The fiery display will accompany a free presentation to show and teach students and the public the age-old sculpting and manufacturing technique, featuring the shaping of its main raw material, molten iron. Parking for the event will be available only in Lot R-13 across Iroquois Trail from Oneida Hall.
Art faculty member Benjamin Entner, a sculptor, and Richard Bush of technology, whose classes include materials precision production, will collaborate with Lambert on the event.
Head of sculpture at Alfred University, Lambert contributed "Shape Shifters," one of six pieces in SUNY Oswego's year-old display of outdoor sculpture near Marano Campus Center. She directs the National Casting Center's Foundry Program, and is a past chair of the International Conference on Cast Iron Art. Among her honors are the Gottlieb Foundation Award, the Jerome Fellowship and the Joan Mitchell Grant.

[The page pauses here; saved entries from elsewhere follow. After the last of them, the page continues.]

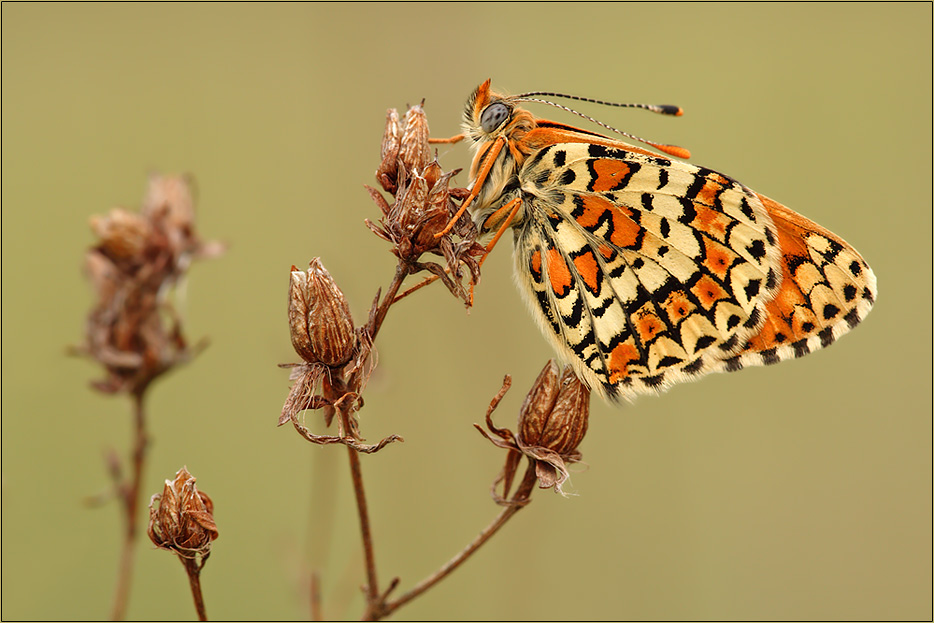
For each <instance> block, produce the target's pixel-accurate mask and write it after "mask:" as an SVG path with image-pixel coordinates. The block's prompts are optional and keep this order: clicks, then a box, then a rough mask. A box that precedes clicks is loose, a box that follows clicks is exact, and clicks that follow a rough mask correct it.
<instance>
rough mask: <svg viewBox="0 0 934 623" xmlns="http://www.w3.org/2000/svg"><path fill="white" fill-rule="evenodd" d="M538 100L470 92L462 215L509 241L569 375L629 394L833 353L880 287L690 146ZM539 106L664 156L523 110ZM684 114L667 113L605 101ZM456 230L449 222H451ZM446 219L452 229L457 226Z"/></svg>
mask: <svg viewBox="0 0 934 623" xmlns="http://www.w3.org/2000/svg"><path fill="white" fill-rule="evenodd" d="M535 96H554V97H569V98H571V99H578V100H584V101H590V102H595V103H600V104H608V103H607V102H600V101H598V100H590V99H586V98H579V97H574V96H566V95H561V94H555V93H542V92H535V93H525V94H522V95H515V96H507V95H500V94H497V93H494V92H492V91H491V90H490V80H487V81H486V82H484V83H483V84H481V85H480V86H479V87H478V88H477V89H476V90H475V91H474V92H473V94H472V95H471V96H470V97H469V99H468V101H467V105H466V109H465V111H464V121H463V130H464V133H463V134H462V135H459V136H456V137H453V138H451V139H441V140H433V141H432V142H456V141H458V140H461V139H463V138H467V139H469V140H470V141H472V147H473V151H474V159H473V162H472V165H471V171H470V182H471V183H470V185H469V189H470V195H469V196H468V197H467V199H465V201H464V203H463V205H462V210H463V209H465V208H469V209H470V213H471V215H472V217H473V219H474V222H475V223H476V224H477V226H478V228H479V229H480V231H481V232H493V231H497V230H498V233H497V234H496V238H494V240H493V242H492V243H491V244H490V246H489V247H488V248H492V245H493V244H495V242H496V240H498V238H499V236H500V235H502V233H503V232H504V231H505V229H506V228H512V230H513V233H514V249H515V254H514V255H515V274H516V281H517V283H518V284H519V289H520V291H521V292H522V294H523V295H524V298H525V299H526V301H527V303H528V306H529V309H530V310H531V313H532V315H533V316H534V317H535V318H536V320H537V321H538V324H539V325H540V326H541V328H542V331H543V332H544V334H545V335H546V336H547V337H548V338H549V339H550V341H551V342H552V344H553V345H554V347H555V349H556V350H557V352H558V353H559V354H561V355H562V356H563V357H564V358H565V359H566V360H568V361H569V362H570V363H571V364H572V365H573V366H574V369H575V371H576V372H577V375H578V377H579V378H580V379H581V380H583V381H584V382H585V383H586V384H587V385H589V386H590V387H591V389H596V390H597V391H600V392H602V393H603V394H604V395H605V396H607V397H609V398H614V399H615V398H619V397H623V398H627V399H632V398H633V397H634V396H636V395H637V394H640V393H656V392H659V391H662V390H665V389H667V388H668V387H670V386H671V385H673V384H675V383H678V382H683V381H688V380H693V379H696V378H698V377H701V376H703V375H705V374H708V373H711V372H718V371H735V370H739V369H742V368H745V367H747V366H753V365H765V364H773V363H776V362H779V361H783V360H786V359H791V358H795V357H802V356H804V355H806V354H808V353H810V352H813V351H814V350H817V349H820V348H823V347H825V346H828V345H830V344H831V343H832V342H834V341H835V340H837V339H838V338H839V337H840V336H842V335H843V334H844V333H847V332H848V331H849V330H850V329H852V328H853V327H855V326H856V325H857V324H859V322H860V321H861V320H862V319H863V318H865V317H866V315H867V314H868V313H869V310H870V309H871V307H872V305H873V303H874V301H875V299H876V279H875V276H874V275H873V273H872V270H871V269H870V268H869V266H868V264H866V262H865V261H864V260H863V258H862V257H861V256H860V255H859V253H857V252H856V250H855V249H853V247H851V246H850V245H848V244H847V243H846V242H844V241H843V240H842V239H841V238H840V237H838V236H836V235H835V234H833V233H831V232H829V231H827V230H826V229H824V228H822V227H821V226H819V225H817V224H816V223H814V222H812V221H810V220H808V219H806V218H804V217H803V216H801V215H799V214H797V213H795V212H793V211H791V210H789V209H788V208H786V207H785V206H783V205H781V204H780V203H778V202H776V201H774V200H772V199H769V198H768V197H766V196H764V195H761V194H759V193H757V192H755V191H752V190H750V189H749V188H747V187H746V186H744V185H743V184H741V183H739V182H737V181H736V180H734V179H732V178H730V177H728V176H726V175H724V174H722V173H718V172H716V171H713V170H710V169H706V168H703V167H699V166H695V165H693V164H690V163H687V162H684V161H682V160H678V159H675V158H673V157H672V156H674V157H680V158H685V157H689V156H690V154H689V153H688V152H687V150H684V149H682V148H679V147H675V146H671V145H663V144H660V143H654V142H652V141H646V140H644V139H639V138H638V137H634V136H632V135H630V134H627V133H625V132H620V131H619V130H615V128H612V127H610V126H608V125H606V124H603V123H601V122H599V121H596V120H594V119H591V118H590V117H587V116H586V115H582V114H581V113H577V112H576V111H573V110H571V109H570V108H567V107H564V106H562V105H560V104H555V103H553V102H551V101H548V100H542V99H538V98H537V97H535ZM522 102H542V103H547V104H550V105H552V106H556V107H558V108H562V109H564V110H567V111H570V112H573V113H575V114H578V115H580V116H582V117H585V118H587V119H590V120H591V121H595V122H596V123H598V124H599V125H601V126H603V127H605V128H607V129H610V130H613V131H615V132H619V133H620V134H623V135H624V136H627V137H629V138H634V139H636V140H639V141H642V142H643V143H645V144H647V145H649V146H651V147H654V148H656V149H658V150H660V151H662V152H663V154H664V155H660V154H658V153H655V152H653V151H650V150H648V149H644V148H642V147H638V146H635V145H631V144H629V143H626V142H623V141H621V140H617V139H614V138H610V137H607V136H604V135H602V134H598V133H596V132H592V131H589V130H584V129H580V128H576V127H573V126H570V125H566V124H563V123H558V122H554V121H549V120H546V119H540V118H537V117H535V116H533V115H532V114H531V113H530V112H529V111H527V110H525V109H524V108H522V107H520V106H519V104H520V103H522ZM610 105H616V106H629V107H638V108H646V109H649V110H652V111H654V112H658V113H662V114H669V115H679V114H681V110H680V109H679V108H677V107H674V106H650V105H643V104H610ZM455 220H456V217H455ZM452 222H453V221H452Z"/></svg>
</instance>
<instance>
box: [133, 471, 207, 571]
mask: <svg viewBox="0 0 934 623" xmlns="http://www.w3.org/2000/svg"><path fill="white" fill-rule="evenodd" d="M156 502H159V505H158V507H156ZM147 533H148V534H149V538H150V539H151V540H152V542H153V543H154V544H155V545H156V547H158V548H160V549H167V550H171V551H173V552H175V553H176V554H178V555H179V556H181V557H183V558H188V559H194V558H196V557H199V556H200V557H201V560H202V561H204V560H205V559H206V558H207V557H208V555H209V554H210V552H211V542H212V541H214V540H215V539H216V538H217V537H218V535H219V533H218V531H217V525H216V524H215V523H214V503H213V502H211V498H209V497H208V496H207V494H205V493H202V492H201V491H198V488H197V487H196V486H195V477H194V476H192V475H191V474H189V473H188V470H187V469H185V468H184V467H183V468H182V469H180V470H178V472H177V473H176V474H175V479H174V480H166V481H165V488H164V489H163V490H162V494H161V495H159V494H156V495H154V496H152V500H151V501H150V503H149V527H148V529H147Z"/></svg>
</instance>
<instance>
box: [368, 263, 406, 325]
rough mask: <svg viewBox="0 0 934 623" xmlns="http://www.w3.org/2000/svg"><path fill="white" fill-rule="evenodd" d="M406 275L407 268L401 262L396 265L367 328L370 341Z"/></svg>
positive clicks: (389, 306)
mask: <svg viewBox="0 0 934 623" xmlns="http://www.w3.org/2000/svg"><path fill="white" fill-rule="evenodd" d="M408 274H409V269H408V267H406V265H405V264H403V263H402V262H399V263H398V264H397V265H396V274H395V275H393V277H392V283H390V284H389V289H388V290H387V291H386V295H385V296H384V297H383V302H382V303H380V305H379V307H378V308H377V310H376V313H375V314H374V315H373V317H372V318H371V319H370V326H369V327H367V329H368V332H369V334H370V339H372V340H375V339H376V334H377V333H379V329H380V327H381V326H382V325H383V320H384V319H385V318H386V313H387V312H388V311H389V308H390V306H392V304H393V303H394V302H395V298H396V292H398V291H399V288H400V287H401V286H402V282H403V281H405V278H406V277H407V276H408Z"/></svg>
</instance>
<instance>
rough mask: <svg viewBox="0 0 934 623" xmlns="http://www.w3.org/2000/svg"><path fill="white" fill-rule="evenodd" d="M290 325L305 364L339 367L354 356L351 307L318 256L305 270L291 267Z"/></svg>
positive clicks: (289, 308)
mask: <svg viewBox="0 0 934 623" xmlns="http://www.w3.org/2000/svg"><path fill="white" fill-rule="evenodd" d="M289 327H290V334H291V337H292V346H293V347H294V348H295V352H296V353H298V355H299V356H300V357H301V358H302V359H304V360H305V361H307V362H308V363H323V364H325V365H327V366H331V367H339V366H342V365H344V364H346V363H347V362H348V361H350V360H351V358H352V357H353V355H354V351H355V349H356V345H357V335H356V333H355V332H354V326H353V319H352V318H351V316H350V308H349V307H348V305H347V301H346V299H344V293H343V292H341V290H340V288H338V287H337V284H336V283H335V282H334V279H333V278H332V277H331V274H330V273H329V272H328V271H327V270H325V268H324V266H323V265H322V264H321V260H320V259H319V258H315V259H313V260H312V261H311V262H310V263H309V265H308V270H307V271H304V272H303V271H300V270H298V269H297V268H295V267H294V266H293V267H292V274H291V281H290V285H289Z"/></svg>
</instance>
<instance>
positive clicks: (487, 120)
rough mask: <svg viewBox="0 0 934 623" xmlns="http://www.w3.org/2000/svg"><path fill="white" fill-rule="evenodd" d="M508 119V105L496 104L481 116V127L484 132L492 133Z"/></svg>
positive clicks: (503, 104)
mask: <svg viewBox="0 0 934 623" xmlns="http://www.w3.org/2000/svg"><path fill="white" fill-rule="evenodd" d="M508 118H509V108H508V107H507V106H506V104H503V103H500V102H496V103H495V104H490V105H489V106H487V107H486V108H485V109H484V110H483V114H482V115H480V127H481V128H482V129H483V131H484V132H492V131H493V130H495V129H496V128H498V127H499V126H500V125H501V124H502V123H503V121H505V120H506V119H508Z"/></svg>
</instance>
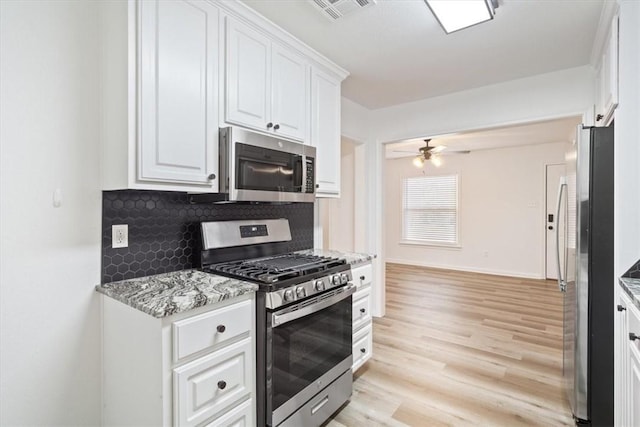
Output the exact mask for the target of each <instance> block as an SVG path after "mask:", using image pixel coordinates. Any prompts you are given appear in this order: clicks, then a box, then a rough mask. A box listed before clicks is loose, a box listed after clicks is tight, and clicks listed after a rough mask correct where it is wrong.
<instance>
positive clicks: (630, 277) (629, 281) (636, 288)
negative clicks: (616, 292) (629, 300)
mask: <svg viewBox="0 0 640 427" xmlns="http://www.w3.org/2000/svg"><path fill="white" fill-rule="evenodd" d="M620 285H621V286H622V289H624V290H625V292H626V293H627V295H629V298H631V301H633V303H634V304H635V306H636V307H638V310H640V279H637V278H632V277H621V278H620Z"/></svg>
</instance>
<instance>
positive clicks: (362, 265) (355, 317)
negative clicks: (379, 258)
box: [351, 263, 373, 372]
mask: <svg viewBox="0 0 640 427" xmlns="http://www.w3.org/2000/svg"><path fill="white" fill-rule="evenodd" d="M351 274H352V275H353V281H354V283H355V284H356V287H357V290H356V292H355V293H354V294H353V318H352V320H353V365H352V366H351V370H352V371H353V372H355V371H356V370H358V368H360V366H362V365H363V364H364V363H365V362H366V361H367V360H369V359H370V358H371V356H372V355H373V326H372V323H373V322H372V317H371V284H372V280H371V263H367V264H364V265H360V266H358V267H355V268H352V269H351Z"/></svg>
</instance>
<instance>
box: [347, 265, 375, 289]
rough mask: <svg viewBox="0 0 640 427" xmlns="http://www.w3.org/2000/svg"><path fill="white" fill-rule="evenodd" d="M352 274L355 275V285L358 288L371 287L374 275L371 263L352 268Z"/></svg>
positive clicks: (354, 278) (353, 275) (353, 281)
mask: <svg viewBox="0 0 640 427" xmlns="http://www.w3.org/2000/svg"><path fill="white" fill-rule="evenodd" d="M351 274H352V275H353V283H355V285H356V286H357V287H361V286H367V285H370V284H371V277H372V274H373V273H372V268H371V263H369V264H365V265H361V266H360V267H356V268H352V269H351Z"/></svg>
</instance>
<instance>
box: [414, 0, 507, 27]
mask: <svg viewBox="0 0 640 427" xmlns="http://www.w3.org/2000/svg"><path fill="white" fill-rule="evenodd" d="M424 1H425V3H426V4H427V6H428V7H429V9H431V12H432V13H433V15H434V16H435V17H436V20H437V21H438V23H439V24H440V26H441V27H442V29H443V30H444V32H445V33H447V34H451V33H453V32H455V31H459V30H462V29H464V28H469V27H471V26H474V25H477V24H480V23H482V22H487V21H490V20H492V19H493V17H494V15H495V9H496V8H497V7H498V0H455V1H452V0H424Z"/></svg>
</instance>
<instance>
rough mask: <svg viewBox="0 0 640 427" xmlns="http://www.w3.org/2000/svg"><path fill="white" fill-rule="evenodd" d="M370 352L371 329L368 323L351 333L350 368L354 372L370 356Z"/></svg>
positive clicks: (360, 365) (372, 350) (370, 350)
mask: <svg viewBox="0 0 640 427" xmlns="http://www.w3.org/2000/svg"><path fill="white" fill-rule="evenodd" d="M372 352H373V329H372V328H371V325H369V326H366V327H364V328H363V329H361V330H360V331H358V332H356V333H355V334H354V335H353V365H352V368H351V369H352V370H353V371H354V372H355V371H356V370H357V369H358V368H359V367H360V366H362V364H364V362H366V361H367V360H369V359H370V358H371V355H372Z"/></svg>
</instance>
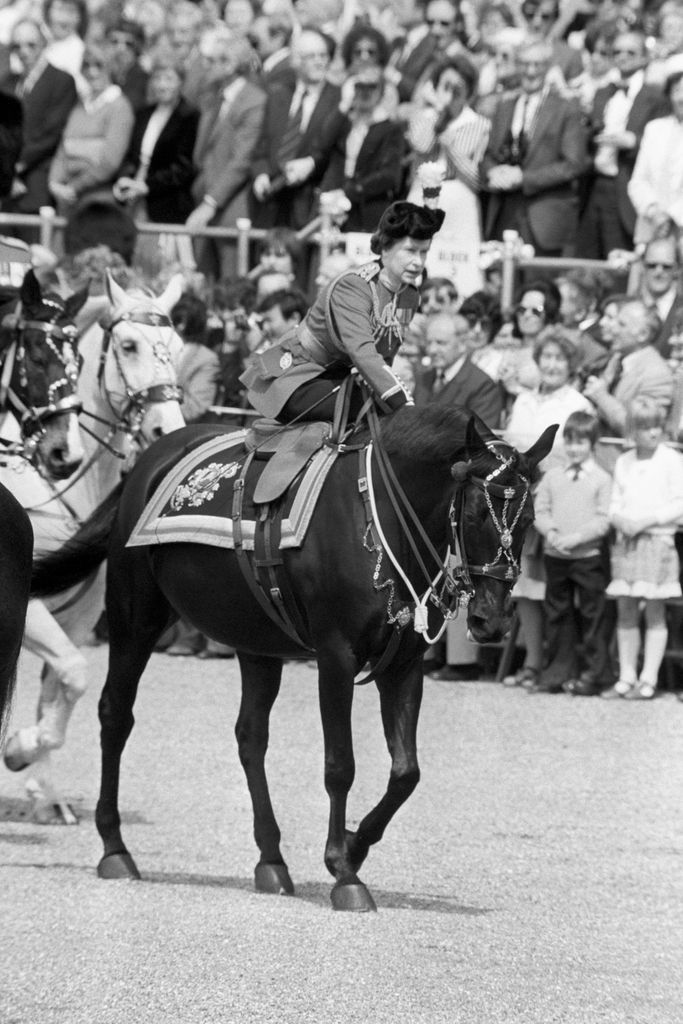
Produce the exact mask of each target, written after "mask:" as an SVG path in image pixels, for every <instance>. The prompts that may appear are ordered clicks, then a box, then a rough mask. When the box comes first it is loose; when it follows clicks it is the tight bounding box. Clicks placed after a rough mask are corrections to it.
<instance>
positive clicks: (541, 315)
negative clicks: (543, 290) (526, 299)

In an artist's statement, Lambert wrote, in part, "The dynamic forces that are evident in nature are difficult to map out but they can be given a chance to manifest and teased out within the making of the piece through working physically, grappling with material and process. Through working directly with melting and casting metal, I can respond to its transient liquid state, as well as to its weight and permanence: Like wood, metal can be experienced as a living material as it breathes, oxidizes and grows.
"The transitory action of molten metal captured in time signifies a metamorphosis. This work in the studio is challenging, sometimes awkward and difficult with spontaneous and uncontrolled results."
SUNY Oswego's first iron pour, last Oct. 16, featured artist Edward Kelley of Drake University in Des Moines, and coincided, as a fiery exclamation point, with the end a long day of events kicking off the college's $40 million "With Passion and Purpose" fundraising campaign.